Martin_Pflaum · July 26, 2020, 8:13pm

If you are looking for using multiple dataloaders at the same time this should work


class cat_dataloaders():
    """Class to concatenate multiple dataloaders"""

    def __init__(self, dataloaders):
        self.dataloaders = dataloaders
        len(self.dataloaders)

    def __iter__(self):
        self.loader_iter = []
        for data_loader in self.dataloaders:
            self.loader_iter.append(iter(data_loader))
        return self

    def __next__(self):
        out = []
        for data_iter in self.loader_iter:
            out.append(next(data_iter)) # may raise StopIteration
        return tuple(out)

Here is a quick example

class DEBUG_dataset(Dataset):
    def __init__(self,alpha):
        self.d = (torch.arange(20) + 1) * alpha
    def __len__(self):
        return self.d.shape[0]
    def __getitem__(self, index):
        return self.d[index]

train_dl1 = DataLoader(DEBUG_dataset(10), batch_size = 4,num_workers = 0 , shuffle=True)
train_dl2 = DataLoader(DEBUG_dataset(1), batch_size = 4,num_workers = 0 , shuffle=True)
tmp = cat_dataloaders([train_dl1,train_dl2])
for x in tmp:
    print(x)

output is

(tensor([140, 160, 130,  90]), tensor([ 5, 10,  8,  9]))
(tensor([120,  30, 170,  70]), tensor([15, 17, 18,  7]))
(tensor([180,  50, 190,  80]), tensor([ 6, 14,  3,  2]))
(tensor([ 10,  40, 150, 100]), tensor([11, 13,  4,  1]))
(tensor([ 60, 200, 110,  20]), tensor([19, 12, 20, 16]))

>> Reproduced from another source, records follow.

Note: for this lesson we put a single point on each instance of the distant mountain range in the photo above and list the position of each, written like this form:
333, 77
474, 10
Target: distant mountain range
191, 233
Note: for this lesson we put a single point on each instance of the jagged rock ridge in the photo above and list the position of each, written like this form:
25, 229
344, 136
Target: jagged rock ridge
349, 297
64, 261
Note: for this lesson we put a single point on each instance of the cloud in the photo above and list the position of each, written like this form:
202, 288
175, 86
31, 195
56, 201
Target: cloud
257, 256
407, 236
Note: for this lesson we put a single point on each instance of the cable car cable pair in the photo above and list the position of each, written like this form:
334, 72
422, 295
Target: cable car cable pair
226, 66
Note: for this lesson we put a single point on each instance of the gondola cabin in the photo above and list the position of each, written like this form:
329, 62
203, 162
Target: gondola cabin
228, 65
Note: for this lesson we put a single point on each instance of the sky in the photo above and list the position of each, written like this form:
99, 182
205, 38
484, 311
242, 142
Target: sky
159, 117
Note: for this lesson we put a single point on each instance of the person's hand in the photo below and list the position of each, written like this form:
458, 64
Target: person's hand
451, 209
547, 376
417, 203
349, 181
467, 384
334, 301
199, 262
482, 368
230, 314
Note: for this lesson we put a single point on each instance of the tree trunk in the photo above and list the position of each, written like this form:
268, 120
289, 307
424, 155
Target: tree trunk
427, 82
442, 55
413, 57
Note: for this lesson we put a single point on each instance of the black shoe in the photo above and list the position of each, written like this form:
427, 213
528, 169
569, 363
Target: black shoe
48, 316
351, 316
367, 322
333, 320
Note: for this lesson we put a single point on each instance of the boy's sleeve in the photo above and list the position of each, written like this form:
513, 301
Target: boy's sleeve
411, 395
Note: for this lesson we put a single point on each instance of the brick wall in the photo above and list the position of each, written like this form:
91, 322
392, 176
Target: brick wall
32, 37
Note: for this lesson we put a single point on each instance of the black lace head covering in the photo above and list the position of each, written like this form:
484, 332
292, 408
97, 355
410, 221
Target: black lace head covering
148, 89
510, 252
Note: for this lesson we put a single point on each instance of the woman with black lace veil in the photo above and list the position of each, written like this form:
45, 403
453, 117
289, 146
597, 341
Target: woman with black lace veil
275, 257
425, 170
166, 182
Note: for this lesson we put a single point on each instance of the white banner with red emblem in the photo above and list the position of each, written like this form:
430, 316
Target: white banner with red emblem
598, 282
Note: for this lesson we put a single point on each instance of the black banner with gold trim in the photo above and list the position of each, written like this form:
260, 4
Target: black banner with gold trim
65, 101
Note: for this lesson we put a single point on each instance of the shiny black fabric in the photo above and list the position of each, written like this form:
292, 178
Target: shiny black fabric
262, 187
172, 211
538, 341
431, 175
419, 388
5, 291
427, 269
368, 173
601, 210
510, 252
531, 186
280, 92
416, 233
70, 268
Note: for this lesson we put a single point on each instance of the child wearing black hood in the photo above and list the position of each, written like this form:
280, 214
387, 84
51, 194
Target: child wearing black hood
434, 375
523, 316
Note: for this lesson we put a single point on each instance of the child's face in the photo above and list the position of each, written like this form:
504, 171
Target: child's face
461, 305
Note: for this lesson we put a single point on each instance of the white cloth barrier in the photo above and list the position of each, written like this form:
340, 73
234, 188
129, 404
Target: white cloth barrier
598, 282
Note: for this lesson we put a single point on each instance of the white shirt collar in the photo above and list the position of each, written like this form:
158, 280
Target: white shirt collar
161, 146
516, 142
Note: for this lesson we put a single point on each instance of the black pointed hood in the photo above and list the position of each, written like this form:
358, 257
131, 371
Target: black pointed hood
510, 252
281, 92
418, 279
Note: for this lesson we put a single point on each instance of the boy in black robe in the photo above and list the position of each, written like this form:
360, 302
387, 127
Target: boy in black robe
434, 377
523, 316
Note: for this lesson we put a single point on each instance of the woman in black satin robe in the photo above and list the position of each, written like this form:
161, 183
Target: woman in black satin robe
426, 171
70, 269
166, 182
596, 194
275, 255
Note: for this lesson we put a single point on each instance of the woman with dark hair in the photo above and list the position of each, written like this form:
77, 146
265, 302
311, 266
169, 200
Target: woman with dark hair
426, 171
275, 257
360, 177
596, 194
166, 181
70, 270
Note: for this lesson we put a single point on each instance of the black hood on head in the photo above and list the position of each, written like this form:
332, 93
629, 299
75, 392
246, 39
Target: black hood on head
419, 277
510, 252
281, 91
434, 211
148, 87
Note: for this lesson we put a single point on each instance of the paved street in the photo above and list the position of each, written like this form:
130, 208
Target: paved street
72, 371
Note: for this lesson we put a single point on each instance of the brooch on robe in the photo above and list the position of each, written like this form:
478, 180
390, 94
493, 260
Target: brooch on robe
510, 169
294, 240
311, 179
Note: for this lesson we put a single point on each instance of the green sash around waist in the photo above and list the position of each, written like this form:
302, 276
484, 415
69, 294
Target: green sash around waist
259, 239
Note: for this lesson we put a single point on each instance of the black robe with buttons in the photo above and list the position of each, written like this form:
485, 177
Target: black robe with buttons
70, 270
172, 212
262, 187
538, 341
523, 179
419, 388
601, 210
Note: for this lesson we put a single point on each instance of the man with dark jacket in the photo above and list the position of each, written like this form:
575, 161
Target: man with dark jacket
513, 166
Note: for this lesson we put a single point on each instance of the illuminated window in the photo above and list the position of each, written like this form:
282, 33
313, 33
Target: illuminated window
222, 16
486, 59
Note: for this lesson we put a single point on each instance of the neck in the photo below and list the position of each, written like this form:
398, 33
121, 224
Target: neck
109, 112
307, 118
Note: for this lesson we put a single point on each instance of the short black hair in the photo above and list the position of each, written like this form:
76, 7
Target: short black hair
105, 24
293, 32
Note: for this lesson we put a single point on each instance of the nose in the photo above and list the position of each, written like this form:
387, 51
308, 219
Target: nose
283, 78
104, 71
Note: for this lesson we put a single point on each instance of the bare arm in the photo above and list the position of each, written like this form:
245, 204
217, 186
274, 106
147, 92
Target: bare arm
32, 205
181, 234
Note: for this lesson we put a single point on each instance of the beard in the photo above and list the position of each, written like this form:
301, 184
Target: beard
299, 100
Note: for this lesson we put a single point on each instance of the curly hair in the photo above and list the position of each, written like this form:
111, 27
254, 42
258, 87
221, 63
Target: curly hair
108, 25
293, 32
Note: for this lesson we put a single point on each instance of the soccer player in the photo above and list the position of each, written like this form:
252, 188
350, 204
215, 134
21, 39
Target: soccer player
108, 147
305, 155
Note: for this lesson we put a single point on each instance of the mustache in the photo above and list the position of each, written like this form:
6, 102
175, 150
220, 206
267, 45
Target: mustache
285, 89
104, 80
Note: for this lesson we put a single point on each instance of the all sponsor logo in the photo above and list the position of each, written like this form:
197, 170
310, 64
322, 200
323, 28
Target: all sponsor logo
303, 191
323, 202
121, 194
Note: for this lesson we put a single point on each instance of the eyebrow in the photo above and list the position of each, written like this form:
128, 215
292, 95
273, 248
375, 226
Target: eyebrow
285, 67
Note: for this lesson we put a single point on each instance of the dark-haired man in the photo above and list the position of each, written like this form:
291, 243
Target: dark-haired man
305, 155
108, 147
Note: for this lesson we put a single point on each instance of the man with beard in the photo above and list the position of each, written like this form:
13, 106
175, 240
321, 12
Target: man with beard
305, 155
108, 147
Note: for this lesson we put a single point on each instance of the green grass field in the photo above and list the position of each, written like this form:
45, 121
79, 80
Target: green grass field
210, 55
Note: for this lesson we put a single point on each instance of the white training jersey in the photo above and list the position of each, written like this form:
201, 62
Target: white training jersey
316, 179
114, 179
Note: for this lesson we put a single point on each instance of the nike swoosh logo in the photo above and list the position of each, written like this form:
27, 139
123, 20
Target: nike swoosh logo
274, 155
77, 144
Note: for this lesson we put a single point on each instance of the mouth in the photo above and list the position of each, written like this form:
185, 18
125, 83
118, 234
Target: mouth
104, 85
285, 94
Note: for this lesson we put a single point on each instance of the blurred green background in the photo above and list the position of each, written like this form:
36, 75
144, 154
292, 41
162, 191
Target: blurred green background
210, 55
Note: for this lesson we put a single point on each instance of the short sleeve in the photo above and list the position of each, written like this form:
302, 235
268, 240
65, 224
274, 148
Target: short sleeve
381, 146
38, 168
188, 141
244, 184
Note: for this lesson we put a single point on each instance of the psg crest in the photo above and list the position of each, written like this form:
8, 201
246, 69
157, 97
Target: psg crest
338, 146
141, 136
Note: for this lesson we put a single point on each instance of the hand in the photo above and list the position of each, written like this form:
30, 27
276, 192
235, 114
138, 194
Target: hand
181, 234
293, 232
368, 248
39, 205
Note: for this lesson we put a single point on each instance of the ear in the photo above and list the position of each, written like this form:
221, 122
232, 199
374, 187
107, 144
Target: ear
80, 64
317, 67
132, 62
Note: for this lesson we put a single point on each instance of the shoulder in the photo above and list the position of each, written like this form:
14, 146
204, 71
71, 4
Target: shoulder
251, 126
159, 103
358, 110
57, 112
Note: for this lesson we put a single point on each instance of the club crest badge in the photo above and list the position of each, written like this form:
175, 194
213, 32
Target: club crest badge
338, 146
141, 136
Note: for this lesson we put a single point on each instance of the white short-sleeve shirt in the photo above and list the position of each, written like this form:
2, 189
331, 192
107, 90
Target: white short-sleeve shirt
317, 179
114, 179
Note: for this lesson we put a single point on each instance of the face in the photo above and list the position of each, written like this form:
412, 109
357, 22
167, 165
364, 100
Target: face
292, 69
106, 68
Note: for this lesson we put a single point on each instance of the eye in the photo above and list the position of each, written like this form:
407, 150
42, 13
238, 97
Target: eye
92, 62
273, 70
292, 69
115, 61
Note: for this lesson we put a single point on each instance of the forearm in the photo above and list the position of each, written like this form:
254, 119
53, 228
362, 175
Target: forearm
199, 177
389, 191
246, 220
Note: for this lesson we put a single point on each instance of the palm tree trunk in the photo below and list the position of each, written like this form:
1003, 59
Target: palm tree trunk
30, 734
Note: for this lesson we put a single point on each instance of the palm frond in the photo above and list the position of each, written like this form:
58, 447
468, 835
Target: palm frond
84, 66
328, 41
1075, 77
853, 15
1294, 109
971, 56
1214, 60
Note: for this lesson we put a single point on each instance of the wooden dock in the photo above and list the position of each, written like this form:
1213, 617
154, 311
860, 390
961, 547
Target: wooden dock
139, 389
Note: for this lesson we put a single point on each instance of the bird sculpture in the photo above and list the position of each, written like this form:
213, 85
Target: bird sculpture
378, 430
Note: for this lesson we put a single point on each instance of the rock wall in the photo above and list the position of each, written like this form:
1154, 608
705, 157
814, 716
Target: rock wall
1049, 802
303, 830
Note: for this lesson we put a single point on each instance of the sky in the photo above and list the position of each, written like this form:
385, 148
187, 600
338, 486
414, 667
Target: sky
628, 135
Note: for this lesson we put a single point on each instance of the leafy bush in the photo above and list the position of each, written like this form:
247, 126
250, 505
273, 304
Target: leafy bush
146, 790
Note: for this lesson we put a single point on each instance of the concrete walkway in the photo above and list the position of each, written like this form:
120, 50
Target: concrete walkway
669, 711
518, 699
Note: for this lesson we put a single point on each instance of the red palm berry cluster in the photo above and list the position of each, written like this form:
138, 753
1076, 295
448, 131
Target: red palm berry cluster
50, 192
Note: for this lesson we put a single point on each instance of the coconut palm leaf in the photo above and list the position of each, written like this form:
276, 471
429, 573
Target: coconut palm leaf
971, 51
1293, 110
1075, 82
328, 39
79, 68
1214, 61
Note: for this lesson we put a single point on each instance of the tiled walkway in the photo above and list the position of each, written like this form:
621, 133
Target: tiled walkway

engmubarak48 · September 11, 2020, 3:47pm

Bro, thanks for saving my time lol.

AlongWY · October 14, 2020, 7:23am

import numpy as np


def cycle(iterable):
    while True:
        for x in iterable:
            yield x


class MultiTaskDataloader(object):
    def __init__(self, tau=1.0, **dataloaders):
        self.dataloaders = dataloaders

        Z = sum(pow(v, tau) for v in self.dataloader_sizes.values())
        self.tasknames, self.sampling_weights = zip(*((k, pow(v, tau) / Z) for k, v in self.dataloader_sizes.items()))
        self.dataiters = {k: cycle(v) for k, v in dataloaders.items()}

    @property
    def dataloader_sizes(self):
        if not hasattr(self, '_dataloader_sizes'):
            self._dataloader_sizes = {k: len(v) for k, v in self.dataloaders.items()}
        return self._dataloader_sizes

    def __len__(self):
        return sum(v for k, v in self.dataloader_sizes.items())

    def __iter__(self):
        for i in range(len(self)):
            taskname = np.random.choice(self.tasknames, p=self.sampling_weights)
            dataiter = self.dataiters[taskname]
            batch = next(dataiter)

            batch['task'] = taskname

            yield batch

Rabeeh_Karimi · November 8, 2020, 5:30pm

Hi,
could you provide me with how one can define distributed Sampler for the MultiTaskDataloader that @AlongWY wrote? This is basically for training a model across multiple TPU cores, where data needs to be distributed over multiple cores. thanks a lot in advance.

Rabeeh_Karimi · November 9, 2020, 8:29pm

Hi there,
could you provide an example, in case this was not iterable dataset, but was mapping based on, how would the sampling be done? thanks

anujshah645 · January 28, 2021, 8:45am

HI I found a much easier solution and wanted to share here

dataset_3 = torch.utils.data.ConcatDataset((dataset_1,dataset_2))
each of the dataset are of type torch.utils.data.dataset.Dataset

this command helped me to concatenate both the dataset and later prepare a data loader from it.
len(dataset_1)=200
len(dataset_2)=300
len(dataset_3)=500

WH08 · November 9, 2021, 12:47pm

Thank you, it really helps.

lanka · February 24, 2022, 5:44am

im getting

RuntimeError:
        An attempt has been made to start a new process before the
        current process has finished its bootstrapping phase.

        This probably means that you are not using fork to start your
        child processes and you have forgotten to use the proper idiom
        in the main module:

            if __name__ == '__main__':
                freeze_support()
                ...

        The "freeze_support()" line can be omitted if the program
        is not going to be frozen to produce an executable.